November 23, 2024
ERCOT OKs Luminant Coal Retirements
ERCOT approved Luminant’s proposal to dispose of nearly 2,300 MW of coal-fired generation capacity in Texas.

By Tom Kleckner

ERCOT on Monday approved Luminant’s proposal to dispose of nearly 2,300 MW of coal-fired generation capacity in Texas.

The ISO’s reliability assessments determined that none of the four units at the company’s Big Brown and Sandow plants was “required to support ERCOT transmission system reliability.”

ERCOT Luminant Coal Retirements
Big Brown | Vistra Energy

Luminant, the generation subsidiary of Vistra Energy, announced the retirements of both plants last month. (See Vistra Energy to Close 2 More Coal Plants.)

ERCOT said the Texas grid is undergoing “significant change,” with new technologies “changing the role that some older generation resources play in grid and market operations.” The ISO said lower natural gas prices have been reducing revenues for all generators in recent years, and wind and solar resources continue to flood the market.

As of Oct. 30, ERCOT has nearly 48 GW of new generation projects under study, and more than 21 GW of new projects have interconnection agreements.

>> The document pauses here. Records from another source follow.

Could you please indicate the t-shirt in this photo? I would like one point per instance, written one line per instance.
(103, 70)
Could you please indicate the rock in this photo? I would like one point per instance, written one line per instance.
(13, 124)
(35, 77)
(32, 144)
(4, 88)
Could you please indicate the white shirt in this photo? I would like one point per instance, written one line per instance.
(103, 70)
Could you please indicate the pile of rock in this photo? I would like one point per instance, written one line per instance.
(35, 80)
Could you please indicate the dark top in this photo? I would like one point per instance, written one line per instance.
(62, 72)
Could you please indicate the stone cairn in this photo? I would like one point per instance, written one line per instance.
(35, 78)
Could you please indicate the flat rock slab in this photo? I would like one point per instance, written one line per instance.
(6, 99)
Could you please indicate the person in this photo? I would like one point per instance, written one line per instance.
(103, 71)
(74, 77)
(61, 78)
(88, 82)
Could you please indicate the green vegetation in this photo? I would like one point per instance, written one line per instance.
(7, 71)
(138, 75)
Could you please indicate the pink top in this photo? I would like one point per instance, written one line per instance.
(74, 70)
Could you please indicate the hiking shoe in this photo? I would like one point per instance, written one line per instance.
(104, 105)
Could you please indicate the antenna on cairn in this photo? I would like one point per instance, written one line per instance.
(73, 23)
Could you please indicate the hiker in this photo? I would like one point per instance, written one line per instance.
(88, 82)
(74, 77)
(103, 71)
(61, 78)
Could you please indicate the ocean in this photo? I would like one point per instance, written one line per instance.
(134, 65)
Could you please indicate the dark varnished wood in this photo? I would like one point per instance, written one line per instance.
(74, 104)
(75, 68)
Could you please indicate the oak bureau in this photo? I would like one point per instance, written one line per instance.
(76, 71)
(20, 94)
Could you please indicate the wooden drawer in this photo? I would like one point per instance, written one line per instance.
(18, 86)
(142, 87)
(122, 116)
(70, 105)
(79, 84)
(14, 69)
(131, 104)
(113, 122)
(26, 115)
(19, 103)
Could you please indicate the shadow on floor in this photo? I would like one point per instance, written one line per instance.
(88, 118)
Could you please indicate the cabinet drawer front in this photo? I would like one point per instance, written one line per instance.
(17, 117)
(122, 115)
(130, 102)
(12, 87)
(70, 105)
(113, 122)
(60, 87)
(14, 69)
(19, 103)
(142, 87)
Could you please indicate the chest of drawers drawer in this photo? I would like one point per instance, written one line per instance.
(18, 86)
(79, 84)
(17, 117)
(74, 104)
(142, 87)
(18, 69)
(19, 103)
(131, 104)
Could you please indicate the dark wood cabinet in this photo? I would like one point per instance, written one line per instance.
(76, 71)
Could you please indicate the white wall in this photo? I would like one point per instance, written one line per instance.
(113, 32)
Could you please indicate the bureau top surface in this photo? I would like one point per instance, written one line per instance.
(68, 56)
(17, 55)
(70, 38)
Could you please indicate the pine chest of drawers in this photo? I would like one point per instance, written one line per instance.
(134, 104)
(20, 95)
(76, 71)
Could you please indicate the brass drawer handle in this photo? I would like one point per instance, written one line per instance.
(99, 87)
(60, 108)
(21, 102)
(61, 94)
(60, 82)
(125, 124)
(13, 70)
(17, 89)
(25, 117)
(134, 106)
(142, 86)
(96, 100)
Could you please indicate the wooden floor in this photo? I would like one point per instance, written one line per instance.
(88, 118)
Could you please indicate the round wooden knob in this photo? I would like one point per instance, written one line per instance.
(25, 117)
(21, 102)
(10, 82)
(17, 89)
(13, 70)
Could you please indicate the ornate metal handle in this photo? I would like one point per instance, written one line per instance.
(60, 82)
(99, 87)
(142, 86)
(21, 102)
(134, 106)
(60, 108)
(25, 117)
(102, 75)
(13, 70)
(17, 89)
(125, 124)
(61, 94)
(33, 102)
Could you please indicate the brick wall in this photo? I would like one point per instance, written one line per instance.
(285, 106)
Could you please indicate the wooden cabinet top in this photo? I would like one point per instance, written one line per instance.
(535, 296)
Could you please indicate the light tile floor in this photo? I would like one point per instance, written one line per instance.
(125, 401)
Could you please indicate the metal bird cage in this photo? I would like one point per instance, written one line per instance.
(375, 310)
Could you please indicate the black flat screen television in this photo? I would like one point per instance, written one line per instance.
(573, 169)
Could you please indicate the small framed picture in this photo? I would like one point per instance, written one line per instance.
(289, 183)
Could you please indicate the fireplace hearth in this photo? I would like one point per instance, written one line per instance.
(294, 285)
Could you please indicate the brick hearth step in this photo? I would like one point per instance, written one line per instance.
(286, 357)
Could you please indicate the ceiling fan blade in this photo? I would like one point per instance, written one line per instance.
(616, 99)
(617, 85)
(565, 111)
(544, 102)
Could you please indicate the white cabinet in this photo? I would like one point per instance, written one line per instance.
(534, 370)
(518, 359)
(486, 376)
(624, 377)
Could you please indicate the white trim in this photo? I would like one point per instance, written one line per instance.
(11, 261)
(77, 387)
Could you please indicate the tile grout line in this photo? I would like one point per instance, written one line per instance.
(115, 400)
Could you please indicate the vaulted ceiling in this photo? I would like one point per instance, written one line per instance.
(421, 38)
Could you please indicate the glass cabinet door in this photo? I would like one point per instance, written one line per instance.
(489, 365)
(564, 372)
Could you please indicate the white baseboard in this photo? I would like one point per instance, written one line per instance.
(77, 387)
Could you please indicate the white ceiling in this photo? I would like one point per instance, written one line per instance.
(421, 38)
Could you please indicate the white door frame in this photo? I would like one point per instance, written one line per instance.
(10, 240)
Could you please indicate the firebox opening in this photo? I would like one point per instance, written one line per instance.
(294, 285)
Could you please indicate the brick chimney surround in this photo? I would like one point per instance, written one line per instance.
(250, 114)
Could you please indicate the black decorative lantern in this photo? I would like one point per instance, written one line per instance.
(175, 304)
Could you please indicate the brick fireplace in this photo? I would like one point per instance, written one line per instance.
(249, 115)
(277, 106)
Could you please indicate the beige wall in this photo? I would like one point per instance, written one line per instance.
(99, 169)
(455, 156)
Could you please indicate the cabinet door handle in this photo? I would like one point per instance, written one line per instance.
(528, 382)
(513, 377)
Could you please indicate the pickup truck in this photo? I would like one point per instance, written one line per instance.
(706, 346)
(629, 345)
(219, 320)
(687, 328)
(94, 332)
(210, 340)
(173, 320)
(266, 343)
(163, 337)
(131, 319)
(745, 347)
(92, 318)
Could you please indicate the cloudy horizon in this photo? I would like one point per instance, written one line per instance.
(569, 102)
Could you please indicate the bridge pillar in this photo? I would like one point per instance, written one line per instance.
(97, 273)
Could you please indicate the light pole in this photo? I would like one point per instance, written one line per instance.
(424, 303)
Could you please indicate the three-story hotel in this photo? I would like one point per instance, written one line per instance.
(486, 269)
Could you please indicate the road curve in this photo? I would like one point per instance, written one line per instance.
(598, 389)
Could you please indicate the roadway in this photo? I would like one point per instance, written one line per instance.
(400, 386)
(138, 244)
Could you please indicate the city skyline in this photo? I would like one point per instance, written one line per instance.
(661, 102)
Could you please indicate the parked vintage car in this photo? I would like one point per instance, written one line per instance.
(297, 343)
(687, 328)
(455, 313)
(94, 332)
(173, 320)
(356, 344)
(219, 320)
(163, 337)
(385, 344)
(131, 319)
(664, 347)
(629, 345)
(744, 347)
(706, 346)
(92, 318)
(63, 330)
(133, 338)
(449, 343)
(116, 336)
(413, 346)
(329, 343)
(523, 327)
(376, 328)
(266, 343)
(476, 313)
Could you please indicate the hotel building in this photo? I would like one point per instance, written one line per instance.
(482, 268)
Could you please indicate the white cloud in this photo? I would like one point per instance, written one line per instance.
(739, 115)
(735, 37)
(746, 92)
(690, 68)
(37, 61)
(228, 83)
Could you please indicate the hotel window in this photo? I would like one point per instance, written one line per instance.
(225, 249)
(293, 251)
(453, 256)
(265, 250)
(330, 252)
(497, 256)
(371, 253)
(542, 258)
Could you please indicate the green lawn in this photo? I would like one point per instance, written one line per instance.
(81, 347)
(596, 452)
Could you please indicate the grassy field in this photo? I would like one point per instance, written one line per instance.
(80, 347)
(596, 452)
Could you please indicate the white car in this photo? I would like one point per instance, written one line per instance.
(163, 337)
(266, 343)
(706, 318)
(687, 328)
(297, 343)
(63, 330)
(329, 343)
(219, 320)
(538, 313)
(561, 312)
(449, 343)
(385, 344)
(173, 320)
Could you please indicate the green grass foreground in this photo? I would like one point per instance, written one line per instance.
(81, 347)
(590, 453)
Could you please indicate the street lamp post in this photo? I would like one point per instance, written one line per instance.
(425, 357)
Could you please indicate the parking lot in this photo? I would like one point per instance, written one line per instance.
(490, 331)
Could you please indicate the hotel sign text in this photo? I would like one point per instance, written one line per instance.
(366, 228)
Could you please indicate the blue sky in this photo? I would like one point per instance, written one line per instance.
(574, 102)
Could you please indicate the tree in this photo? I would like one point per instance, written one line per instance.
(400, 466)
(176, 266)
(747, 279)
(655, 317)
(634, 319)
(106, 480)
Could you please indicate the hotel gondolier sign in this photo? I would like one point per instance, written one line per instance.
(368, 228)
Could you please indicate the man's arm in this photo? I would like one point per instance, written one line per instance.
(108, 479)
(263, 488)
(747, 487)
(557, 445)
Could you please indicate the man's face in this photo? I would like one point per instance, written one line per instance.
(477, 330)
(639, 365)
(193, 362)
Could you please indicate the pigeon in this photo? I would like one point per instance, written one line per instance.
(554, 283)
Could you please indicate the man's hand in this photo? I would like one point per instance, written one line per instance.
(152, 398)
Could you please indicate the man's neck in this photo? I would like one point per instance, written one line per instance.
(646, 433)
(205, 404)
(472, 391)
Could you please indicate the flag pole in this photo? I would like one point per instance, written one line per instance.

That includes more than 10 GW of proposed gas-fired projects, 2 GW of utility-scale solar and more than 8.7 GW of wind projects.

ERCOT has said it will have almost 81 GW of total capacity available this winter, more than enough to meet a projected peak of more than 61 GW. It will update the expected reserve margins for 2018 and the next several years in the next Capacity, Demand, and Reserves Report, scheduled for Dec. 18.

The Public Utility Commission of Texas has also directed the ISO to study and consider the appropriate level of reserves needed to maintain reliability while minimizing costs in its energy-only market.

Big Brown’s two units date back to the early 1970s and are capable of 1,150 MW of output. Vistra has said it is exploring a sale of the site north of Houston, but the plant will be shut down if it hasn’t been sold by Feb. 12, 2018.

Sandow’s units date back to 1981 and 2009 and have 1,137 MW of capacity. They will be closed Jan. 11.

Combined with the earlier retirement of Monticello’s three coal units, Luminant will have shuttered 4,167 MW of coal capacity by early next year — more than half of its 8,000 MW of available capacity. The company has only two coal plants left: Martin Lake (2,250 MW) in East Texas and Oak Grove (1,600 MW) in the southern part of the state.